Nonetheless, I don't think it's true the Lions have no QB controversy. Matthew Stafford is the undisputed future of the team. But he's the undisputed future for this year. He has four years to show whether or not he can be "The Guy." Stafford is expected to make a serious leap this year.

At this point in Stafford's career, it is simply too early to tell how far he'll go. At this time in 2003, Joey Harrington was the future of the team. There was no controversy. It wasn't until 2005 when the Lions brought in Jeff Garcia to challenge Harrington. Harrington won the competition in training camp, but was eventually replaced by Garcia after five games. Garcia was clearly the inferior of the two, as his poor play hurt the Lions more than Harrington.

Same could be said for Charlie Batch in 1999. Or how about Chuck Long in 1987. Actually, I can't go back that far, since I wasn't following the team much when I was 7.

Rookie seasons cannot stand alone as an indicator of how far a QB will go in his career. Ben Roethlisberger and Chris Ryan are the anomalies. Rick Mirer outperformed Drew Bledsoe in 1993. But Mirer never got any better while Bledsoe flourished. Joe Flacco led his team the AFC Title game his rookie year, but seemingly took a step back last year. Mark Sanchez repeated Flacco's success taking the New York Jets to one game (or one half) of the Super Bowl. No one knows where the Jets will go this year with the attention on them.

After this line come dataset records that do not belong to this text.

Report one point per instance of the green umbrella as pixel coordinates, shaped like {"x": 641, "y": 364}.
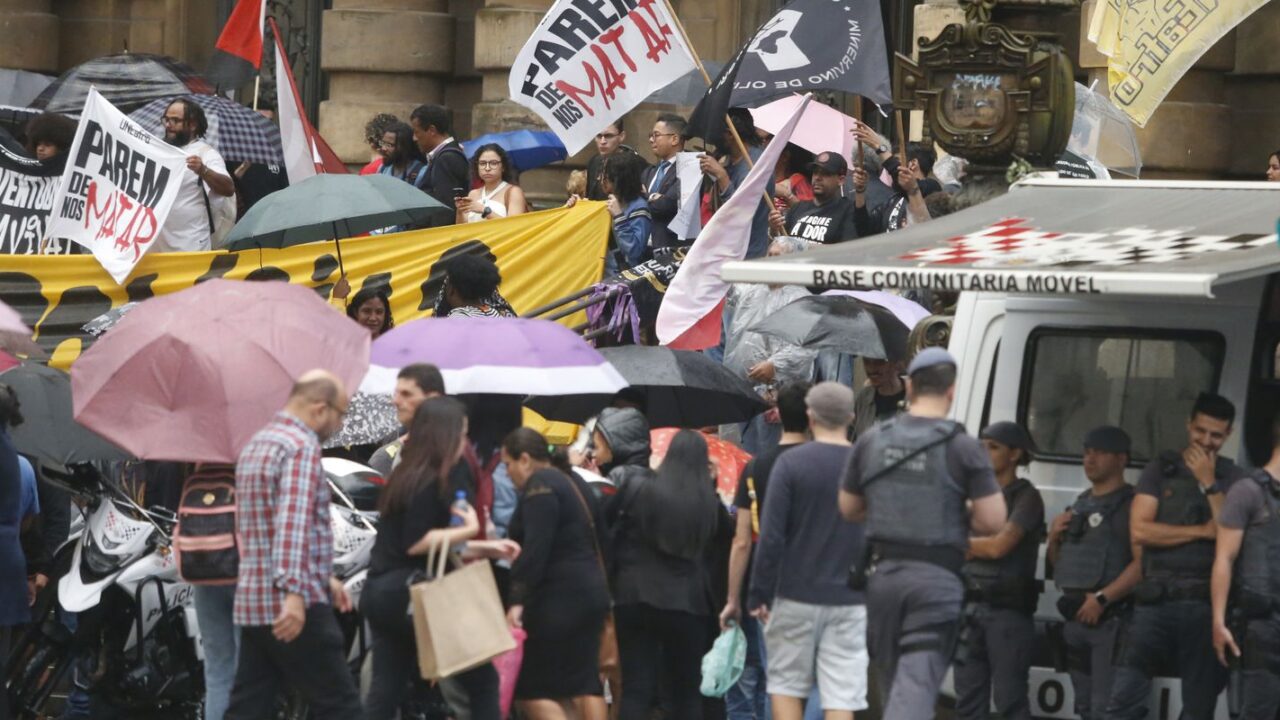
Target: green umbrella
{"x": 329, "y": 206}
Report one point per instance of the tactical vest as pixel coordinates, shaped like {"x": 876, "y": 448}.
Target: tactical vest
{"x": 1092, "y": 554}
{"x": 1009, "y": 582}
{"x": 1258, "y": 564}
{"x": 1180, "y": 504}
{"x": 917, "y": 502}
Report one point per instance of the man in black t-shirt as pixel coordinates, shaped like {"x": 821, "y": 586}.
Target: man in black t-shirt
{"x": 831, "y": 217}
{"x": 748, "y": 697}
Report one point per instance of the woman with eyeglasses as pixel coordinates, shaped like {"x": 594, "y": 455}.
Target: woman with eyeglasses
{"x": 499, "y": 196}
{"x": 609, "y": 142}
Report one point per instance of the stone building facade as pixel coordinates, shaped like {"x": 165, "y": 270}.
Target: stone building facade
{"x": 389, "y": 55}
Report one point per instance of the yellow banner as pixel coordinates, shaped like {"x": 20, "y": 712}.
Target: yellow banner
{"x": 543, "y": 256}
{"x": 1151, "y": 44}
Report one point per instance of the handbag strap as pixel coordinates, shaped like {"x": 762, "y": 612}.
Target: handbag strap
{"x": 590, "y": 524}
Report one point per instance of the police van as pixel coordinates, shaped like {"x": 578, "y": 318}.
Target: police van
{"x": 1088, "y": 302}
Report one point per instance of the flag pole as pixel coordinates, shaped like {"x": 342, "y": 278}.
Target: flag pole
{"x": 728, "y": 123}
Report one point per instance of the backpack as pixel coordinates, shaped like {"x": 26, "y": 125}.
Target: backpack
{"x": 204, "y": 541}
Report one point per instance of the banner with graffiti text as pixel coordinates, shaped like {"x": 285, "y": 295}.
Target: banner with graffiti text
{"x": 543, "y": 256}
{"x": 118, "y": 187}
{"x": 589, "y": 63}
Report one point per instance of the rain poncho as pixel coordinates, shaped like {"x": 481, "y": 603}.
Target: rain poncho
{"x": 748, "y": 305}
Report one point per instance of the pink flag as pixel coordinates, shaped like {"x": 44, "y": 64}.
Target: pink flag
{"x": 690, "y": 313}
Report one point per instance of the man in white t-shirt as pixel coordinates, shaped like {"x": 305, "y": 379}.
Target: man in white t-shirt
{"x": 204, "y": 186}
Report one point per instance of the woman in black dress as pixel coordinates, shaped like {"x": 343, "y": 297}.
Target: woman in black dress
{"x": 663, "y": 523}
{"x": 415, "y": 514}
{"x": 558, "y": 592}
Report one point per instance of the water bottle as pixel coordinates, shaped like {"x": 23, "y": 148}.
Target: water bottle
{"x": 460, "y": 505}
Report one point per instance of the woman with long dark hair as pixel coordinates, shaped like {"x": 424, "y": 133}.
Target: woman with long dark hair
{"x": 371, "y": 309}
{"x": 558, "y": 591}
{"x": 415, "y": 514}
{"x": 498, "y": 196}
{"x": 663, "y": 523}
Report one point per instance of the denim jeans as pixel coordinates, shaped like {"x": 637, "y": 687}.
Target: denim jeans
{"x": 749, "y": 698}
{"x": 220, "y": 641}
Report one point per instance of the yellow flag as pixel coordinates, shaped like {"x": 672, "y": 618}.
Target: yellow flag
{"x": 1151, "y": 44}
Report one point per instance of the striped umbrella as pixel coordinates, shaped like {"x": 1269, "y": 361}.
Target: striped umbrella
{"x": 237, "y": 132}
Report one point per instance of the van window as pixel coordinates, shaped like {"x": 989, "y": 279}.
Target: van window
{"x": 1141, "y": 381}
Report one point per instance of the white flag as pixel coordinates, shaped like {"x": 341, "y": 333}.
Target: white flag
{"x": 118, "y": 187}
{"x": 694, "y": 302}
{"x": 588, "y": 63}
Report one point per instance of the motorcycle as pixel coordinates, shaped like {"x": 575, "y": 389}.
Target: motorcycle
{"x": 136, "y": 641}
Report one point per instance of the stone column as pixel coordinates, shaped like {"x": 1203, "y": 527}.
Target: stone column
{"x": 30, "y": 32}
{"x": 382, "y": 57}
{"x": 1252, "y": 91}
{"x": 1189, "y": 135}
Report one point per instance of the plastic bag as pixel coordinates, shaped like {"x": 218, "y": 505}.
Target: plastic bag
{"x": 723, "y": 665}
{"x": 508, "y": 670}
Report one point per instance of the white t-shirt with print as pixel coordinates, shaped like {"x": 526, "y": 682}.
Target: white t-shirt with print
{"x": 187, "y": 227}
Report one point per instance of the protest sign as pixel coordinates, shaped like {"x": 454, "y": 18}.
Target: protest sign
{"x": 27, "y": 190}
{"x": 590, "y": 62}
{"x": 543, "y": 256}
{"x": 117, "y": 188}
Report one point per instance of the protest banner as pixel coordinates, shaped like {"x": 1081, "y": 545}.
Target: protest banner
{"x": 590, "y": 62}
{"x": 27, "y": 188}
{"x": 117, "y": 188}
{"x": 1150, "y": 45}
{"x": 543, "y": 256}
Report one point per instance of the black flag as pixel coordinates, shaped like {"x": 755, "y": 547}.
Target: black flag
{"x": 808, "y": 45}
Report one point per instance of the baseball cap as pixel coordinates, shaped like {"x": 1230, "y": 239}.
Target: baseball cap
{"x": 1107, "y": 438}
{"x": 928, "y": 358}
{"x": 832, "y": 163}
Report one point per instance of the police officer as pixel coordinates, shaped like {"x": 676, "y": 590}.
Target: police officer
{"x": 909, "y": 479}
{"x": 1000, "y": 575}
{"x": 1174, "y": 518}
{"x": 1096, "y": 566}
{"x": 1248, "y": 529}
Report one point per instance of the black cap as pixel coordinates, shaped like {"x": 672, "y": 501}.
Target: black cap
{"x": 1107, "y": 438}
{"x": 1010, "y": 434}
{"x": 832, "y": 163}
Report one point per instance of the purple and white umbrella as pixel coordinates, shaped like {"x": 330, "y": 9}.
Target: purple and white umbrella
{"x": 494, "y": 355}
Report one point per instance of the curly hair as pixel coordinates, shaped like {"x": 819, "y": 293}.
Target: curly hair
{"x": 474, "y": 278}
{"x": 508, "y": 168}
{"x": 378, "y": 126}
{"x": 50, "y": 128}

Everyone knows Stafford had next to nothing to work with. This year, the Lions have brought in Nate Burleson, Jahvid Best, Tony Scheffler, and Rob Sims. All are expected to contribute significantly to the franchise's turnaround. They are key to Stafford's development. But they don't guarantee Stafford will go from a 13/20 TD-Interception ratio to a 20-15 or even better ratio.

Ultimately it is up to Stafford himself to make that leap forward this year. If he can't, it won't be long before Martin Mayhew and Jim Schwartz begin to look at their options again. If he doesn't show tangible progress between now and the end of 2011, the Lions are highly probable to either bring in a hot-ticket free agent that will compete/supplant Stafford, or look to the draft in 2012 or 2013. Stafford won't be here after four years if his potential isn't realized; the Lions simply don't have the option to pay a guy $15 million to lead them to a 6-10 record.